2016 is “very likely” to be the warmest since records began in the late 19th century, the World Meteorological Organisation (WMO) said on Monday.

“Another year. Another record,” said WMO Secretary-General Petteri Taalas, with reference 16 of the 17 hottest years recorded having been in this century.

Taalas also said that extreme weather events are increasing as a result.

“Because of climate change, the occurrence and impact of extreme events have risen,” he said in a statement from Marrakech, Morrocco.

“‘Once in a generation’ heat waves and flooding are becoming more regular. Sea level rise has increased exposure to storm surges associated with tropical cyclones.”
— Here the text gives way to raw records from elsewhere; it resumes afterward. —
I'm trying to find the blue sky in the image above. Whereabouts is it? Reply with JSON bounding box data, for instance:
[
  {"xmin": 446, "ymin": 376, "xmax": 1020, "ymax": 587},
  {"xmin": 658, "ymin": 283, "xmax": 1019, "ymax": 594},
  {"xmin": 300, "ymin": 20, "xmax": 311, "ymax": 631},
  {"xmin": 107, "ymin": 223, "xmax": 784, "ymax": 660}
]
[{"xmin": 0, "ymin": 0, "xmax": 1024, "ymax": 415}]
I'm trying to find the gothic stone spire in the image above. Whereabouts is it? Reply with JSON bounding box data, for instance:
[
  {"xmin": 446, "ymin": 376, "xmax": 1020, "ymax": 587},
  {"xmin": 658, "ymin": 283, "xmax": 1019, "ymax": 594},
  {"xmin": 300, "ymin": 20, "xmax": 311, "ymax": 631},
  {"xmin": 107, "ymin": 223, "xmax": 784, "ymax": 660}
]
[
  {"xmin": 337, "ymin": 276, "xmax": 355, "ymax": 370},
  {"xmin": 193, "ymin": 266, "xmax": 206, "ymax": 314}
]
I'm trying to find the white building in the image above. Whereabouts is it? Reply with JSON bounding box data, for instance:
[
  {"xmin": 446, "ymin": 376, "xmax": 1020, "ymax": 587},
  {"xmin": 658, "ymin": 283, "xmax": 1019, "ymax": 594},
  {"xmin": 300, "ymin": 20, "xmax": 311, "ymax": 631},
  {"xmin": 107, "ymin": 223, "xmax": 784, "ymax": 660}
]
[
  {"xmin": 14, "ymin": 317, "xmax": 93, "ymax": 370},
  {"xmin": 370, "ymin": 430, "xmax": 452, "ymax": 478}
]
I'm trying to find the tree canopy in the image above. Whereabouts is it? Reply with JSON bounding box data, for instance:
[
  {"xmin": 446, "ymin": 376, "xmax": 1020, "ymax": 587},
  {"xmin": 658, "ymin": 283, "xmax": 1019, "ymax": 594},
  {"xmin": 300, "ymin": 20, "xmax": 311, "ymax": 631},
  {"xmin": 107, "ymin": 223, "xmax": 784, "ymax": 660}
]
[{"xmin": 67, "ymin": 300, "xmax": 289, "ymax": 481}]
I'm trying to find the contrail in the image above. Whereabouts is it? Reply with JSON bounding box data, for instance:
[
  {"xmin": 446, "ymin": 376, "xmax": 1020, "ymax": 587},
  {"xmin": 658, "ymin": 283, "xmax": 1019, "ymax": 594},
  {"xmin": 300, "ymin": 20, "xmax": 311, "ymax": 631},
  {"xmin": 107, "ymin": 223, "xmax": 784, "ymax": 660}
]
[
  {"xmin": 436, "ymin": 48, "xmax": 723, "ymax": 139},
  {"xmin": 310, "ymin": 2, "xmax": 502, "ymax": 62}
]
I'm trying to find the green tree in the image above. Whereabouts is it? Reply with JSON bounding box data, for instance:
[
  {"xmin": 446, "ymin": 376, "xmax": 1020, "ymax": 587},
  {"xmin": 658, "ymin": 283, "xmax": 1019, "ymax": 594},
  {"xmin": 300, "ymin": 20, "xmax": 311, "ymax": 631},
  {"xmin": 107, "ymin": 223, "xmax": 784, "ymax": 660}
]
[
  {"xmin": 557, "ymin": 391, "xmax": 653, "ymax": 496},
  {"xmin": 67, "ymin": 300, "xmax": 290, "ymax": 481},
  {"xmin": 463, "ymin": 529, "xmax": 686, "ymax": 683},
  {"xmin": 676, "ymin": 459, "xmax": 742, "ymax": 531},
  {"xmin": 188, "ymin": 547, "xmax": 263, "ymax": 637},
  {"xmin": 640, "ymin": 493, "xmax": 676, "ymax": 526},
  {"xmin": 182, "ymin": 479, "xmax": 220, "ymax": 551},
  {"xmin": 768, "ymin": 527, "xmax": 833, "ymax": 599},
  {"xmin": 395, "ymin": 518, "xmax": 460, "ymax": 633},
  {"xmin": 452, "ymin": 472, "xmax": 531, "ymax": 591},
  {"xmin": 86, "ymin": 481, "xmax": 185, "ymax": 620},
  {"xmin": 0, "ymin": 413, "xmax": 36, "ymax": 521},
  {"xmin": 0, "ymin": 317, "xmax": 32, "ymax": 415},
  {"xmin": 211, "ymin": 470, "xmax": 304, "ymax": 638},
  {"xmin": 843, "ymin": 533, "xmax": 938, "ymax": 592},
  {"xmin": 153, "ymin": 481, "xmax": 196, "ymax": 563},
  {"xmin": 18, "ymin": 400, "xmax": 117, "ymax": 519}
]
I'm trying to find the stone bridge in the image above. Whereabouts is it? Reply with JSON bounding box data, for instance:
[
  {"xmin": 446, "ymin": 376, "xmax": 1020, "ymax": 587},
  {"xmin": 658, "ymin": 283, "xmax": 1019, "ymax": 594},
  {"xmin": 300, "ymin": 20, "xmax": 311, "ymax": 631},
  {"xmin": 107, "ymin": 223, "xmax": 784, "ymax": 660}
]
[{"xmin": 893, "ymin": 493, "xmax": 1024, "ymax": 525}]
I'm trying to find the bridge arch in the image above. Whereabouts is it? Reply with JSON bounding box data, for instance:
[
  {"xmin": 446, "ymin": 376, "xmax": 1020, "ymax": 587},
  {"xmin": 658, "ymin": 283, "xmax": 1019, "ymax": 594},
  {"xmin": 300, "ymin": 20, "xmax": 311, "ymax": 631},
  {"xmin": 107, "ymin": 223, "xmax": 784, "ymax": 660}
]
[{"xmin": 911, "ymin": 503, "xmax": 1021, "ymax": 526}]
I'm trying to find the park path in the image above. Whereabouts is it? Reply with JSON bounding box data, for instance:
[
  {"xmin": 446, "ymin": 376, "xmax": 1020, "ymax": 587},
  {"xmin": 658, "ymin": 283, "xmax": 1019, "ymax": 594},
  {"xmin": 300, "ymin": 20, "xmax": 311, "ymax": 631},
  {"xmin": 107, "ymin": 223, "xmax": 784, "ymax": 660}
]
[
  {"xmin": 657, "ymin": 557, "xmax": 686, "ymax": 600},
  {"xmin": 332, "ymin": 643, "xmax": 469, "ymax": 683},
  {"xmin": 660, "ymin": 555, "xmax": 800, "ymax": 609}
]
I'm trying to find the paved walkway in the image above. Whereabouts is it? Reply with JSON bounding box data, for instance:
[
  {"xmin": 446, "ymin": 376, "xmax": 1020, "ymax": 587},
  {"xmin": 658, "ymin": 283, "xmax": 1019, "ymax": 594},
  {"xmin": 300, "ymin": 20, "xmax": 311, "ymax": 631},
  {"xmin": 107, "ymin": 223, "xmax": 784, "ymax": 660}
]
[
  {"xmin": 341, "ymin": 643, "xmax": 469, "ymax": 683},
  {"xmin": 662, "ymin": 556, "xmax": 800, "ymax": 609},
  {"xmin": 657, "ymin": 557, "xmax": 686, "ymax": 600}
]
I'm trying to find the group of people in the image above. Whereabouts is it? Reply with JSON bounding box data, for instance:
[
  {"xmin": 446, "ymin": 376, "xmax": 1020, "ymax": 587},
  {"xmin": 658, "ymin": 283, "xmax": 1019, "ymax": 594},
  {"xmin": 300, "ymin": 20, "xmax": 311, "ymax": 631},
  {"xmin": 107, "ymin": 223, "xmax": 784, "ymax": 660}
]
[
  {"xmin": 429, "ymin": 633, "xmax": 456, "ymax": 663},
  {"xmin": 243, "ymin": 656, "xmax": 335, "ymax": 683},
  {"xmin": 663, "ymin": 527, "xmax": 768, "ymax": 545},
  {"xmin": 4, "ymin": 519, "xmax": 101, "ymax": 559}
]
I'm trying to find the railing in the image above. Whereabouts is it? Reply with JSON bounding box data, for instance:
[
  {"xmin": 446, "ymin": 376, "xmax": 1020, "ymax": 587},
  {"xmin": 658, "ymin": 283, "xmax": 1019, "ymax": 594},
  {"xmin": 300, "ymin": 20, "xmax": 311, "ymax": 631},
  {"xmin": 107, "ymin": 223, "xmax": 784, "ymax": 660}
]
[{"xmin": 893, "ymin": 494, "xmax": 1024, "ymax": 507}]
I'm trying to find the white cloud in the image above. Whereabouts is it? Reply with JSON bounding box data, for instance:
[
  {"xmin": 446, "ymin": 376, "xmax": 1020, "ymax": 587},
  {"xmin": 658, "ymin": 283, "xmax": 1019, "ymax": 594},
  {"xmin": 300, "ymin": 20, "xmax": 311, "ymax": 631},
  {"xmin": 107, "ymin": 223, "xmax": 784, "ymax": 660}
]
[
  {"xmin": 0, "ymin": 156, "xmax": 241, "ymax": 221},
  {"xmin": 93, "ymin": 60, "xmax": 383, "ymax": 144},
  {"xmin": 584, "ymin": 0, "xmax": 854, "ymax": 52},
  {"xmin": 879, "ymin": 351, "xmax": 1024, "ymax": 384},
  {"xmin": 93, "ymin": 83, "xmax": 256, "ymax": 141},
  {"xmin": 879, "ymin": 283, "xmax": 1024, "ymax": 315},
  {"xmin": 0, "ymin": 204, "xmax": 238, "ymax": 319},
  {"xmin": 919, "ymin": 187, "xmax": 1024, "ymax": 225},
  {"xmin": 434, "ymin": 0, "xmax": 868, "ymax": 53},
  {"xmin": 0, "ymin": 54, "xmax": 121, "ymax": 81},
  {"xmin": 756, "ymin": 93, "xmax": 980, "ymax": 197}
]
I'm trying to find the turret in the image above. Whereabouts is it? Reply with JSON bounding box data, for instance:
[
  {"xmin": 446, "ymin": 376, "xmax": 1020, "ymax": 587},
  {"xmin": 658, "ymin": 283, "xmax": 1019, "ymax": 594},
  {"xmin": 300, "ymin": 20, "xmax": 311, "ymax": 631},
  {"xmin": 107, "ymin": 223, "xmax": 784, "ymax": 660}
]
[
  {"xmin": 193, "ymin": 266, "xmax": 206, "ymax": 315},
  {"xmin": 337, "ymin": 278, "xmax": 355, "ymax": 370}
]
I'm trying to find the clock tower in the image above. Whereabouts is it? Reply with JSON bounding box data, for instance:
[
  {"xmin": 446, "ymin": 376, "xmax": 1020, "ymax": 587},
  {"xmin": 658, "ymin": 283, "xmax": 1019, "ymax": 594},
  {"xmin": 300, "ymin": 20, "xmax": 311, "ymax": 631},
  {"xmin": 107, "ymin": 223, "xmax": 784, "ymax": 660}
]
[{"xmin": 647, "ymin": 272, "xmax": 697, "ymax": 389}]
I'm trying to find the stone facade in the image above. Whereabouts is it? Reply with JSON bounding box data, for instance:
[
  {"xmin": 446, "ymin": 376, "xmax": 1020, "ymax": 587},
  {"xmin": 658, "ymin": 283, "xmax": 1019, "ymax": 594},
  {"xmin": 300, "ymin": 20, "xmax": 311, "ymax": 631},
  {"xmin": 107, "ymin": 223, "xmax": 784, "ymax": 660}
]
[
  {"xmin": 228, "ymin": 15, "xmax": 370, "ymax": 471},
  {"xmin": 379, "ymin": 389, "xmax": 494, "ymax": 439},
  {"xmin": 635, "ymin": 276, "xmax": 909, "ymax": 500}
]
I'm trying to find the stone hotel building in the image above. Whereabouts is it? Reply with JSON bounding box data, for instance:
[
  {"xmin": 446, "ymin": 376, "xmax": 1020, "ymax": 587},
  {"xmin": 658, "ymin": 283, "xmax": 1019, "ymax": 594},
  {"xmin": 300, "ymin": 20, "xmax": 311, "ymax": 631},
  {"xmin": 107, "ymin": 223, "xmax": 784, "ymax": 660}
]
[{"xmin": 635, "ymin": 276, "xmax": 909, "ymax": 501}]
Whilst there was hope of progress being made with the Paris deal, which was backed by almost 200 nations, there are growing concerns about international efforts to fight climate change following Donald Trump’s election win.

Trump famously called climate change a hoax created by the Chinese government, and there are apprehensions that the newly-elected President will seek to pull the United States out of the 2015 Paris Agreement, which aims to shift the world economy away from fossil fuels towards renewable energy.

The effects of rising temperatures are clearly being seen worldwide, with the most damaging weather event in 2016 being Hurricane Matthew, killing more than 500 people in Haiti.

Rising ocean temperatures have also led to significant disruption of marine ecosystems and coral bleaching, including Australia’s Great Barrier Reef, which has reported up to 50 percent coral mortality.

Data from the U.N. refugee agency has said that over 19.2 million people have been displaced by weather, water, climate and hazards including earthquakes. This is more than double those affected by violence and conflict.